Yeah, it tends to have that effect.
"Local hidden variables" are a hypothetical mechanism for avoiding faster than light transmission of information. They are a means to avoiding a flaw in "objective reality."
Take a particle. We assign various properties to particles. It has a location. It has a momentum (possibly zero). It is spinning in some fashion (possibly including not). It has a charge (which may be zero). We devise experiments to measure these properties. However, there is no process of measurement that does not affect the particle. If we measure its location, and then measure its momentum, we do not know if the result of our measurement of momentum is the same as it would have been had we not measured the location first, because our measuring of location has affected the particle. So in assigning all these properties to particles, we in affect are acknowledging that we can really only measure one of them, which calls into question whether the properties we are not measuring objectively exist, or if they are just potentially existing until they are actually measured.
So, we conduct experiments, and we find that unless we measure these properties they in fact do not exist. Our "particle" exhibits ALL of the possible values for the properties expressed as probabilities, until we actually measure it and "collapse" all the probabilities into a "reality"...at which point the particle begins exhibiting all the possible values for other properties expressed as probabilities...and we are still stuck with the fact that when we measure one property it affects the others so our particle can have, at most, ONE "experimentally real" property at a time.
BUT...the properties themselves ARE real, even when we aren't measuring them...right? There is an objective reality to things...right??? Please?
So, an experiment is called for. The subject of the experiment is
pairs of particles. There are processes that create particles that are in fact identical in at least one characteristic. If we measure ONE of the particles we then KNOW that the other particle will have that value for that property
and we have not done any disturbing measurement of it.
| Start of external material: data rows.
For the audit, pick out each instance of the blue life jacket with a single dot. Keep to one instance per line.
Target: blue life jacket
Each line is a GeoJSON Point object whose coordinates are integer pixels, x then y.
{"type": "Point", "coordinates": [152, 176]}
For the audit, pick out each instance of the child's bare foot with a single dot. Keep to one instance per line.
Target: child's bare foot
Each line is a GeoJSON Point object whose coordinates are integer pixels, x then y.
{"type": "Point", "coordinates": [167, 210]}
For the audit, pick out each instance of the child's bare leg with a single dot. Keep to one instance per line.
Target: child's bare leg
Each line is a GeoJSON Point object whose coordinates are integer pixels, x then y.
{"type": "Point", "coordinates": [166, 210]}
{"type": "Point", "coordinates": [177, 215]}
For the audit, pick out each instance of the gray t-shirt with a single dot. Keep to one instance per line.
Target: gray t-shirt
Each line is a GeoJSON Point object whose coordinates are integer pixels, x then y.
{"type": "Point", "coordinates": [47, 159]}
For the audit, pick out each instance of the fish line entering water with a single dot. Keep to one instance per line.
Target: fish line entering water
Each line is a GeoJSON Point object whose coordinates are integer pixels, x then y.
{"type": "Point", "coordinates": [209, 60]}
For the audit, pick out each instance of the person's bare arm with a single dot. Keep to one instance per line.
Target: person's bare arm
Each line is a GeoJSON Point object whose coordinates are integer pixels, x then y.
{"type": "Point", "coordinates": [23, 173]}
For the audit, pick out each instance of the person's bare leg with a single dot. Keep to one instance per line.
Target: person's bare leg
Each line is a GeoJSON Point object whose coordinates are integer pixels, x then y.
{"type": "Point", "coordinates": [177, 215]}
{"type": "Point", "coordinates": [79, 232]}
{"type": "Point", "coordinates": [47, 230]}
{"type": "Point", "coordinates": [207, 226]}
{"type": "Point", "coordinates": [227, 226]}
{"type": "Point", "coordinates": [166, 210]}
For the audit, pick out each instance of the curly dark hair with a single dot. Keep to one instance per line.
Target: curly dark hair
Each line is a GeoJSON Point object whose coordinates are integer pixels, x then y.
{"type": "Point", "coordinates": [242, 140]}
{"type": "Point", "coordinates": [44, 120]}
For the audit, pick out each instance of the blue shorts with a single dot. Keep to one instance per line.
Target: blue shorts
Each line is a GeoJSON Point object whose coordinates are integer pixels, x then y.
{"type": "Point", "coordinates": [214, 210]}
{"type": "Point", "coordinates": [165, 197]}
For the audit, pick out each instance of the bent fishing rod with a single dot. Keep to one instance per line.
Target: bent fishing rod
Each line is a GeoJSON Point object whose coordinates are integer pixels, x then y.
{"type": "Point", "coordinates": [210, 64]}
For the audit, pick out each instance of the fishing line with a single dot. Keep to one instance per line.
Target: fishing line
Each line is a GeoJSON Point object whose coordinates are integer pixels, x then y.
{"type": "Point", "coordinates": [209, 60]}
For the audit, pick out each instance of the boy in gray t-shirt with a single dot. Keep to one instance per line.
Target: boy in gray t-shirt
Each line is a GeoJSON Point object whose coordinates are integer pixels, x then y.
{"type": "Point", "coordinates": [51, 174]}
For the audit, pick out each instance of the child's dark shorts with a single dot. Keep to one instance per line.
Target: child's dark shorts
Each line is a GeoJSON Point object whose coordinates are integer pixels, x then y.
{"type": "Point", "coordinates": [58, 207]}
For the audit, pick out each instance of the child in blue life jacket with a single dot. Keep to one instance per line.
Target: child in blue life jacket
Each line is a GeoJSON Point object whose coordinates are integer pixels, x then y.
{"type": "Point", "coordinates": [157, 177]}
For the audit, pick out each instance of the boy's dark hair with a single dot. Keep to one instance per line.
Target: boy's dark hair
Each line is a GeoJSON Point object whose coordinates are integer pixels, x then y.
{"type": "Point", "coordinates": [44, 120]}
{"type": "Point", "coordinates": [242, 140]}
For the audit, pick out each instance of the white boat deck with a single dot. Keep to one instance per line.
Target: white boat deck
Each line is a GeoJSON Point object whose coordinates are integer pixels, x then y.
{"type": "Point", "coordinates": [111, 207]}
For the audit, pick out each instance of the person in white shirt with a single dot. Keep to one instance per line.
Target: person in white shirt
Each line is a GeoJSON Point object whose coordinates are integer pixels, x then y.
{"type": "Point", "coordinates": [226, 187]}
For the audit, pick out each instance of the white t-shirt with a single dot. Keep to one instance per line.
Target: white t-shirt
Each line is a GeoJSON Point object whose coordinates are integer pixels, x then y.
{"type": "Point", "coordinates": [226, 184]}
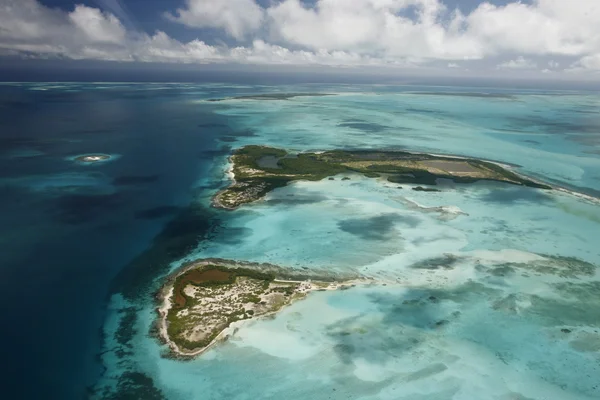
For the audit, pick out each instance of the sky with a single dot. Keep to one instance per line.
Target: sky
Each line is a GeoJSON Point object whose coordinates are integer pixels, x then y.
{"type": "Point", "coordinates": [546, 39]}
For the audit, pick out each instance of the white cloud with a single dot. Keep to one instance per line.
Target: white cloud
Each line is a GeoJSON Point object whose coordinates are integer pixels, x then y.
{"type": "Point", "coordinates": [519, 63]}
{"type": "Point", "coordinates": [97, 26]}
{"type": "Point", "coordinates": [330, 32]}
{"type": "Point", "coordinates": [236, 17]}
{"type": "Point", "coordinates": [591, 62]}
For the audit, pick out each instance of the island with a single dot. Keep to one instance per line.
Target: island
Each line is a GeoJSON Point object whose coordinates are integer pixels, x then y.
{"type": "Point", "coordinates": [205, 301]}
{"type": "Point", "coordinates": [92, 158]}
{"type": "Point", "coordinates": [257, 170]}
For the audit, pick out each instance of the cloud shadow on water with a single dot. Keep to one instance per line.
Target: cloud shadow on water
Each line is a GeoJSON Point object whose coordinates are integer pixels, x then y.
{"type": "Point", "coordinates": [380, 227]}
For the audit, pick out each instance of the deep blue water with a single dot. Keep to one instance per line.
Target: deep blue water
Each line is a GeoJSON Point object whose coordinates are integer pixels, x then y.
{"type": "Point", "coordinates": [61, 245]}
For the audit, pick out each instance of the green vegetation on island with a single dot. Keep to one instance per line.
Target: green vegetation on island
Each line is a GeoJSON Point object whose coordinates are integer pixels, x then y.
{"type": "Point", "coordinates": [260, 169]}
{"type": "Point", "coordinates": [208, 296]}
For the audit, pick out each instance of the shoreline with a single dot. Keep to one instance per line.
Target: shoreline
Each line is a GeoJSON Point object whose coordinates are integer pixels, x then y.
{"type": "Point", "coordinates": [166, 292]}
{"type": "Point", "coordinates": [512, 168]}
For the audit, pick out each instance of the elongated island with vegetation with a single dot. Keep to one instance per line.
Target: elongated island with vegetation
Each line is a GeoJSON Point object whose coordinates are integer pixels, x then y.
{"type": "Point", "coordinates": [203, 302]}
{"type": "Point", "coordinates": [259, 169]}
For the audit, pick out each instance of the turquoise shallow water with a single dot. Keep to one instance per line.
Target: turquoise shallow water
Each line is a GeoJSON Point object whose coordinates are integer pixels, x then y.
{"type": "Point", "coordinates": [484, 291]}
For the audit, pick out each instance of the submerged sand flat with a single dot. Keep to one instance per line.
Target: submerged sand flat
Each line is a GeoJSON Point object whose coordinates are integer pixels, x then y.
{"type": "Point", "coordinates": [486, 290]}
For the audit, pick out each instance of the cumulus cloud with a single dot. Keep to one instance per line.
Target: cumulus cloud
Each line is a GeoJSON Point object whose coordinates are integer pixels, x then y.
{"type": "Point", "coordinates": [331, 32]}
{"type": "Point", "coordinates": [97, 26]}
{"type": "Point", "coordinates": [237, 17]}
{"type": "Point", "coordinates": [519, 63]}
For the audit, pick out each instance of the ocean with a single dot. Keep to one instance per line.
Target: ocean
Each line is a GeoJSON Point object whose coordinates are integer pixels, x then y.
{"type": "Point", "coordinates": [484, 290]}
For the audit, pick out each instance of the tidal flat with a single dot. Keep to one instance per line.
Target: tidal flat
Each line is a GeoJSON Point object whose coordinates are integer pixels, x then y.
{"type": "Point", "coordinates": [201, 303]}
{"type": "Point", "coordinates": [485, 290]}
{"type": "Point", "coordinates": [257, 170]}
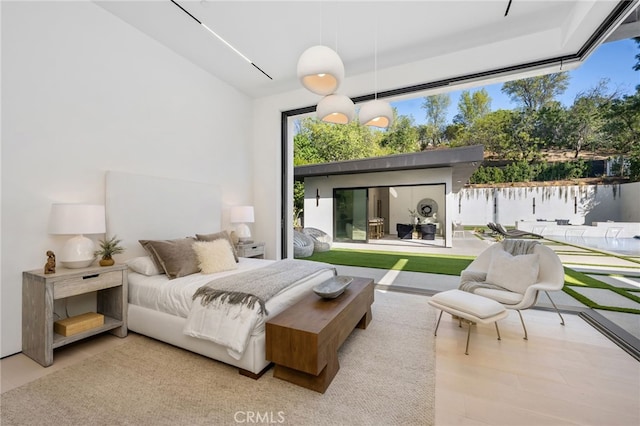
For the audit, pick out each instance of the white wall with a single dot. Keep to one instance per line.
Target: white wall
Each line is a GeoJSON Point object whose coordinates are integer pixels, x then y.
{"type": "Point", "coordinates": [630, 202]}
{"type": "Point", "coordinates": [83, 92]}
{"type": "Point", "coordinates": [474, 206]}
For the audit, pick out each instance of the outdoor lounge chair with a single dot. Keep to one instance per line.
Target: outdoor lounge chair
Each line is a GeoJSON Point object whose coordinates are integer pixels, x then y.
{"type": "Point", "coordinates": [321, 240]}
{"type": "Point", "coordinates": [514, 233]}
{"type": "Point", "coordinates": [513, 290]}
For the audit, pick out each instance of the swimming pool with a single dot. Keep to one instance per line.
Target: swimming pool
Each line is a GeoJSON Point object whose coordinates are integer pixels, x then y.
{"type": "Point", "coordinates": [624, 246]}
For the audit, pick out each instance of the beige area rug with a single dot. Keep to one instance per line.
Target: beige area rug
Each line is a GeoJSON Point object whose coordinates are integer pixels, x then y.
{"type": "Point", "coordinates": [386, 377]}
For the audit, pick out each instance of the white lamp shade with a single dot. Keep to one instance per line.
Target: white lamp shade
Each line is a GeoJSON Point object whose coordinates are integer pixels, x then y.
{"type": "Point", "coordinates": [376, 113]}
{"type": "Point", "coordinates": [242, 214]}
{"type": "Point", "coordinates": [338, 109]}
{"type": "Point", "coordinates": [67, 219]}
{"type": "Point", "coordinates": [320, 70]}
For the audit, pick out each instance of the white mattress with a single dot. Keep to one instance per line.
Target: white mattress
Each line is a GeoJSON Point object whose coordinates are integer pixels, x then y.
{"type": "Point", "coordinates": [173, 297]}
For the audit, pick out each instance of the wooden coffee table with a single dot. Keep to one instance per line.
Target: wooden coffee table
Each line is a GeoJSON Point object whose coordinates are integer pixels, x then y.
{"type": "Point", "coordinates": [303, 340]}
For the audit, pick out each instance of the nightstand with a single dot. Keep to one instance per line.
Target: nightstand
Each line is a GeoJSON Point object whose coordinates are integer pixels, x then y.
{"type": "Point", "coordinates": [39, 291]}
{"type": "Point", "coordinates": [251, 250]}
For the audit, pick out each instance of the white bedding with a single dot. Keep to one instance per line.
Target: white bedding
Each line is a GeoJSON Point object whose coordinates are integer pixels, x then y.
{"type": "Point", "coordinates": [174, 297]}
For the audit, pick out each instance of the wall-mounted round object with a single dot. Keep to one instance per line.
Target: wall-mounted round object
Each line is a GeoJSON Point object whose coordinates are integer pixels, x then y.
{"type": "Point", "coordinates": [426, 207]}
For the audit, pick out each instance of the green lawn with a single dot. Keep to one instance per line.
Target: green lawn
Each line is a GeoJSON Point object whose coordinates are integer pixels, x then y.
{"type": "Point", "coordinates": [453, 265]}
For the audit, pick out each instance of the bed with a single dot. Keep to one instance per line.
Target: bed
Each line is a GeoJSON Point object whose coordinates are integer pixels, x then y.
{"type": "Point", "coordinates": [149, 208]}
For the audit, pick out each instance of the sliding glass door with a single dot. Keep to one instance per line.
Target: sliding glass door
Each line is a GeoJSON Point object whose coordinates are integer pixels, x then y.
{"type": "Point", "coordinates": [350, 215]}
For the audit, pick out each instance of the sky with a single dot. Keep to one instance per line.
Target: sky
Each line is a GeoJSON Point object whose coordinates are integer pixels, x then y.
{"type": "Point", "coordinates": [613, 60]}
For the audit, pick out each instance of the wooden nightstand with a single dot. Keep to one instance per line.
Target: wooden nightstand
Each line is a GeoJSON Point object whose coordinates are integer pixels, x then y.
{"type": "Point", "coordinates": [251, 250]}
{"type": "Point", "coordinates": [39, 291]}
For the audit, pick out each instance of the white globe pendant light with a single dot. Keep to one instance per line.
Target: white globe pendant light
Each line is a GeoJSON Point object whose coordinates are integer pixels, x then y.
{"type": "Point", "coordinates": [338, 109]}
{"type": "Point", "coordinates": [320, 70]}
{"type": "Point", "coordinates": [376, 113]}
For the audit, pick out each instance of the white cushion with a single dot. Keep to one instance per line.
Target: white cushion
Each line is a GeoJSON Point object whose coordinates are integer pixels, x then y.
{"type": "Point", "coordinates": [505, 297]}
{"type": "Point", "coordinates": [215, 256]}
{"type": "Point", "coordinates": [472, 304]}
{"type": "Point", "coordinates": [144, 265]}
{"type": "Point", "coordinates": [515, 273]}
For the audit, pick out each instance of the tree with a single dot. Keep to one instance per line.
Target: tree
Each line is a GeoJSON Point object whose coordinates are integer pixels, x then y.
{"type": "Point", "coordinates": [586, 118]}
{"type": "Point", "coordinates": [472, 106]}
{"type": "Point", "coordinates": [402, 136]}
{"type": "Point", "coordinates": [436, 107]}
{"type": "Point", "coordinates": [535, 92]}
{"type": "Point", "coordinates": [623, 128]}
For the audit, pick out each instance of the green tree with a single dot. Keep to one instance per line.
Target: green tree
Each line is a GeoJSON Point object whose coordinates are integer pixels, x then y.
{"type": "Point", "coordinates": [586, 118]}
{"type": "Point", "coordinates": [401, 136]}
{"type": "Point", "coordinates": [535, 92]}
{"type": "Point", "coordinates": [472, 106]}
{"type": "Point", "coordinates": [623, 129]}
{"type": "Point", "coordinates": [436, 107]}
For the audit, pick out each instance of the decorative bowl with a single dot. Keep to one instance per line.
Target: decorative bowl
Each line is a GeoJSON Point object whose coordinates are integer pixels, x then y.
{"type": "Point", "coordinates": [333, 287]}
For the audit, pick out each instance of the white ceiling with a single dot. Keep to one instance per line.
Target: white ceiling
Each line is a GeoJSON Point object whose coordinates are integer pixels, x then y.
{"type": "Point", "coordinates": [417, 41]}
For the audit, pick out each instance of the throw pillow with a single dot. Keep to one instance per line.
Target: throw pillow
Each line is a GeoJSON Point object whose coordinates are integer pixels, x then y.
{"type": "Point", "coordinates": [176, 257]}
{"type": "Point", "coordinates": [515, 273]}
{"type": "Point", "coordinates": [217, 236]}
{"type": "Point", "coordinates": [214, 256]}
{"type": "Point", "coordinates": [144, 265]}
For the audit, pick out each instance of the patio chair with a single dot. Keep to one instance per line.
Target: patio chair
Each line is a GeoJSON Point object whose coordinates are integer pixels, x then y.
{"type": "Point", "coordinates": [321, 240]}
{"type": "Point", "coordinates": [513, 233]}
{"type": "Point", "coordinates": [302, 245]}
{"type": "Point", "coordinates": [458, 228]}
{"type": "Point", "coordinates": [515, 281]}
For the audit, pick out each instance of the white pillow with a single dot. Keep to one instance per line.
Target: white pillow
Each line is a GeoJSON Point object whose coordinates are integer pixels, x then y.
{"type": "Point", "coordinates": [215, 256]}
{"type": "Point", "coordinates": [515, 273]}
{"type": "Point", "coordinates": [143, 265]}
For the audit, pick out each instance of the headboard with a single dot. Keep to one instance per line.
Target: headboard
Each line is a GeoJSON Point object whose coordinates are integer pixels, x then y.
{"type": "Point", "coordinates": [152, 208]}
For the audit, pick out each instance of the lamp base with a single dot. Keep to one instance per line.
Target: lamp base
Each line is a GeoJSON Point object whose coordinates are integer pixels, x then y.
{"type": "Point", "coordinates": [78, 253]}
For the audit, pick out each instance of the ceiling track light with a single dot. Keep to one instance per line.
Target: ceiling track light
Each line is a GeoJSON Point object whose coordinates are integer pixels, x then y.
{"type": "Point", "coordinates": [222, 40]}
{"type": "Point", "coordinates": [320, 70]}
{"type": "Point", "coordinates": [336, 108]}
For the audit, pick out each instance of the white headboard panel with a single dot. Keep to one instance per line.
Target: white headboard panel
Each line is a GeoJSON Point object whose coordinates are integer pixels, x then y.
{"type": "Point", "coordinates": [151, 208]}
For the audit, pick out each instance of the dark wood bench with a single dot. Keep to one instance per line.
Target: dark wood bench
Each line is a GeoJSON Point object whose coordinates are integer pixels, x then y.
{"type": "Point", "coordinates": [303, 340]}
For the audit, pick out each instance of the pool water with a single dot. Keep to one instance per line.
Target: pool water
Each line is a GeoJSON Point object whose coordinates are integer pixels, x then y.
{"type": "Point", "coordinates": [624, 246]}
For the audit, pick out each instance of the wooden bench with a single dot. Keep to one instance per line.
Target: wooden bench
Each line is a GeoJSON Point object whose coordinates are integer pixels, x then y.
{"type": "Point", "coordinates": [303, 340]}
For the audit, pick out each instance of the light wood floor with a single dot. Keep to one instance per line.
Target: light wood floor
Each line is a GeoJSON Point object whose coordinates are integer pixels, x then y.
{"type": "Point", "coordinates": [569, 375]}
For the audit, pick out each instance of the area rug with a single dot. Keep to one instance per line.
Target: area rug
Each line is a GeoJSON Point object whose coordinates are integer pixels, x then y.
{"type": "Point", "coordinates": [386, 377]}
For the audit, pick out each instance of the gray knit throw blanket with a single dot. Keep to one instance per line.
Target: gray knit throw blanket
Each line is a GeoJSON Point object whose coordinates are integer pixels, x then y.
{"type": "Point", "coordinates": [470, 281]}
{"type": "Point", "coordinates": [259, 285]}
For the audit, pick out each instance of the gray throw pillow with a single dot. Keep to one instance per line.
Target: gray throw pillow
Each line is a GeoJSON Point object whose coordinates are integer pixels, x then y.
{"type": "Point", "coordinates": [175, 257]}
{"type": "Point", "coordinates": [217, 236]}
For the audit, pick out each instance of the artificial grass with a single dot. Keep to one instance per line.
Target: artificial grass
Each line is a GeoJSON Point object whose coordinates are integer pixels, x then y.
{"type": "Point", "coordinates": [454, 265]}
{"type": "Point", "coordinates": [413, 262]}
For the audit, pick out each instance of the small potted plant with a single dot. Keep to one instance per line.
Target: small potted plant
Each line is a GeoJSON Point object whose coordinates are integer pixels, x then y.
{"type": "Point", "coordinates": [107, 249]}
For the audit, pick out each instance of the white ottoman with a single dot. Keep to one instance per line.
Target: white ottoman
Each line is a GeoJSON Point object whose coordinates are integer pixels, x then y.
{"type": "Point", "coordinates": [470, 307]}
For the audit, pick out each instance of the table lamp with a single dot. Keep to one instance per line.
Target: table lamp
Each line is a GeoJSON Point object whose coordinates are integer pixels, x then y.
{"type": "Point", "coordinates": [242, 215]}
{"type": "Point", "coordinates": [77, 219]}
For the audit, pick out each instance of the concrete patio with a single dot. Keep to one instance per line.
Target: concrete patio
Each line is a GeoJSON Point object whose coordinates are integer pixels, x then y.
{"type": "Point", "coordinates": [589, 261]}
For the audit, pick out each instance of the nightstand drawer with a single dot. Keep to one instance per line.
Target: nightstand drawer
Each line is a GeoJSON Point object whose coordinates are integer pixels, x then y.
{"type": "Point", "coordinates": [86, 284]}
{"type": "Point", "coordinates": [250, 250]}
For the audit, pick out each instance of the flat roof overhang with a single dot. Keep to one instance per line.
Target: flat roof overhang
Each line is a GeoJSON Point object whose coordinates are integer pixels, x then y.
{"type": "Point", "coordinates": [463, 161]}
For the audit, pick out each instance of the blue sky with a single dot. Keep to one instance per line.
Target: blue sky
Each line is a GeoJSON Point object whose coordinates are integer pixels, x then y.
{"type": "Point", "coordinates": [611, 60]}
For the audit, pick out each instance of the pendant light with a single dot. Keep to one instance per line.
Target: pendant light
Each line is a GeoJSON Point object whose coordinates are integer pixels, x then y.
{"type": "Point", "coordinates": [336, 108]}
{"type": "Point", "coordinates": [376, 113]}
{"type": "Point", "coordinates": [320, 70]}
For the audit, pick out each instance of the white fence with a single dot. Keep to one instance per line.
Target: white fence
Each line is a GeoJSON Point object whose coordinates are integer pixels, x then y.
{"type": "Point", "coordinates": [579, 204]}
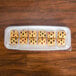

So, now we can predict how this particle will act, and there are experiments that have demonstrated that these predictions are valid. But until we measured one, both particles behaved as if they had all possible values expressed as probabilities. We measured ONE so it "collapsed" to a single reality, but what actually changed the behavior of the other particle?
One explanation is that some sort of "entanglement" between the two particles exists such that despite the distance between them what happens to one will affect the other. Unfortunately, for this to work (based on experiments that examine both particles simultaneously) this "entanglement" somehow conveys information between the particles instantaneously regardless of distance (uh oh, faster than the speed of light

).
In order to protect the speed of light, we introduce the "hidden variable". There is
some unobserved characteristic in the pair of particles that controls how each of them will react. Since it is the same in both they react the same, without entanglement. We call this "plan." Particles that interact with each other, even if that interaction is not their simultaneous creation, affect each other. When we measure this one, it tells us something about the other one. For this "plan" to work as a way to avoid "entanglement" with the attendant failure of the speed of light being inviolate there has to be, in EVERY particle, an aspect of
plan to cover every eventuality of every interaction it has ever had with ANY particle. All of this plan must be contained in local hidden variables in the particle.
Bell basically demonstrated that there is a limit on how much plan there can be, and it is insufficient to account for experimentally verified entanglement.
If you are cross eyed at this point, I apparently did not do any better than Wiki. If you are a physicist and you are furious about my gross oversimplifications, feel free to clarify.